Sugar, however, sees things differently. He acknowledges that Laura just didn’t seem to get the plot and that Gabrielle spent way too much. But he likes the latter’s enthusiasm and willingness to at least take responsibility and try something, which is a fair point. Ultimately, after the by now all too predictable fake-out in which he shapes up to fire Laura, he decides that Jane has failed to live up to the promise of her impressive CV. She’s fired.
In the Taxi to Obscurity™ a tearful Jane says:
Lord Sugar mightn’t have wanted me but I will be extremely successful in everything that I do. And hopefully in a few years’ time he’ll look back and say I shouldn’t have fired her.
Was Sugar right to fire Jane? Both he and Karren were right to characterise her time in the process as having shown them nothing exceptional, other than a wild sense of ambition for thinking she could sell a million units of a one-off product to Amazon in one order. And she had certainly not impressed with her poor grasp of numbers, poor sales technique and tendency to rub teammates up the wrong way. But she certainly possessed lots of energy, drive and the persistence to go after opportunities. As the MD of her own company, she can leave an accountant to take care of the numbers, a sales manager to deal with sales and, while nice to have, it’s hardly necessary for the big boss to be popular as long as they get the job done. Most truly successful CEOs, whether it is Sugar, Branson or the late Steve Jobs, have reputations for being hard bastards who don’t conform to ‘reasonable’ modes of behaviour. There’s no reason to doubt Jane’s ability to do well with her own business – but her performances in the tasks were largely quite poor.

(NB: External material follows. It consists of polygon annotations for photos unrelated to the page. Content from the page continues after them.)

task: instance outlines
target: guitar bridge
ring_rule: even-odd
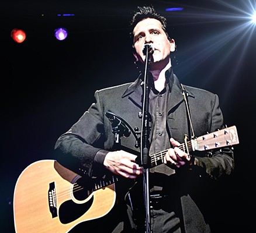
[[[48,190],[48,203],[49,210],[51,214],[51,217],[55,218],[58,216],[57,213],[56,192],[55,190],[55,183],[54,182],[49,183]]]

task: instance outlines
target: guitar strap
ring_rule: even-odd
[[[193,129],[193,125],[191,121],[191,116],[190,114],[189,107],[188,105],[188,101],[187,96],[188,96],[188,91],[186,91],[185,87],[182,83],[181,83],[181,87],[182,87],[182,94],[184,98],[185,103],[186,104],[186,115],[188,116],[188,133],[189,134],[189,140],[195,138],[195,133]]]

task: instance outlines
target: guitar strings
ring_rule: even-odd
[[[191,149],[191,148],[192,148],[192,142],[189,142],[188,143],[188,149],[189,150]],[[185,143],[181,144],[178,147],[179,149],[181,149],[181,150],[183,150],[184,151],[185,151]],[[161,160],[162,162],[163,162],[164,161],[163,158],[164,158],[164,156],[165,156],[166,153],[168,151],[168,150],[169,150],[169,149],[167,149],[167,150],[165,150],[162,151],[158,152],[156,154],[151,155],[150,157],[153,158],[151,159],[151,164],[155,164],[155,165],[157,165],[157,161],[159,160]]]

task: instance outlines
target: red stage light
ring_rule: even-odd
[[[18,43],[22,43],[26,39],[26,33],[21,29],[13,29],[11,33],[11,36]]]

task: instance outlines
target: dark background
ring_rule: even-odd
[[[2,232],[14,232],[13,195],[22,171],[54,159],[57,139],[90,106],[96,90],[136,78],[129,23],[145,3],[167,18],[181,82],[217,94],[226,124],[237,126],[236,170],[216,214],[225,232],[252,225],[256,29],[247,23],[255,0],[8,1],[0,19]],[[165,11],[171,7],[184,10]],[[54,37],[59,26],[68,31],[64,41]],[[23,43],[11,37],[13,28],[26,32]]]

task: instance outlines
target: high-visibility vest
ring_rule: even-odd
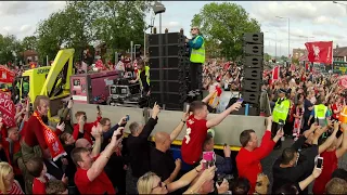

As for the two who got away, the jury is very much out on Laura. She gets on well with people, but can she lead and inspire? Not on the basis of this task. And Gabrielle certainly offers a different, more creative option, but although her upcycling ideas here were fundamentally sound, I still have questions about her lack of commercial nous. Again and again, we have seen her look worrying naive when it comes to costings and numbers. She’s certainly no finance guru, but could she have an investable idea? Time will tell.
Anyway, four weeks in, here’s my current view as to who the favourites, dark horses and no-hopers are:
Favourites: Duane, Jade, Nick, Tom
Dark horses: Gabrielle, Jenna, Katie, Ricky
No-hopers: Adam, Azhar, Laura, Stephen
In the fight for Lord Sugar’s £250,000 investment, 12 candidates remain. But none of them will ever sell a million units in one order to Amazon, will they?